Training and skills:
Students will be awarded CENTA2 Training Credits (CTCs) for participation in CENTA2-provided and ‘free choice’ external training. One CTC equates to 1⁄2 day session and students must accrue 100 CTCs across the three years of their PhD.
Training will be provided in a wide range of numerical and analytical tools needed to simulate flash nanagraphene formation processes. Supports will be provided to help design and develop the numerical model to study the behaviour of different plastic polymers in the recycling process. The student will be trained on cutting edge atomistic scale numerical modelling techniques for simulation of nanomaterials using molecular dynamic and density functional theory. Through our industrial partners a range of training activities will be provided on plastic waste management methodologies and challenges, recycling technologies and their efficiency/added value, plastic pollution risk management, as well as, communication and public understanding of science. In addition, the student will be able to work closely with plastic recycling and synthesis scientists and creation team, ensuring that their science will be applied and tested at full industrial scale.
Partners and collaboration (including CASE):
Environmental Sustainability Associates Limited MURA Technology
Further information on partners and collaboration (including CASE):
This PhD project benefits from supervision by two internationally leading research groups at the University of Warwick including, Warwick Water Group and the Centre for Predictive Modelling at the School of Engineering. The research team of this project are internationally recognized for their research into the plastic waste impacts on the environment and simulation of nanoscale materials. Besides the standard NERC PhD funding, the project is supported by UKRI Future Leaders Fellowship number MR/S015329/2, and the ‘Garbage In, Value Out’ project funded by the UK Foreign and Commonwealth Development Office. The Student will have the opportunity of working closely with the research end-user and industrial collaborators. Furthermore, there will be internship and placement opportunity for the student at the Environmental Sustainability Associates Limited and MURA Technology to engage with a range of related projects in plastic waste management, plastic recycling technologies and challenges, communication and public understanding of science and plastic pollution risk management.

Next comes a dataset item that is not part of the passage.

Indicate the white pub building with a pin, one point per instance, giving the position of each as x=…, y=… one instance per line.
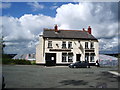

Year 1: Basic research skill training; literature review and familiarisation with atomistic simulation methods and analysis techniques and development of computational methodology for simulation of formation of nanographene from plastic polymers
Year 2: Comprehensive numerical modelling of flash graphene formation for a range of plastic polymers. Investigating the impacts of particle density, size and shape on the efficiency of nanographene formation.
Year 3: Detailed analyses of numerical data to identify the classes of plastic polymers that can be converted to nanographene with high recycling efficiency. Writing the thesis will take place during the final year.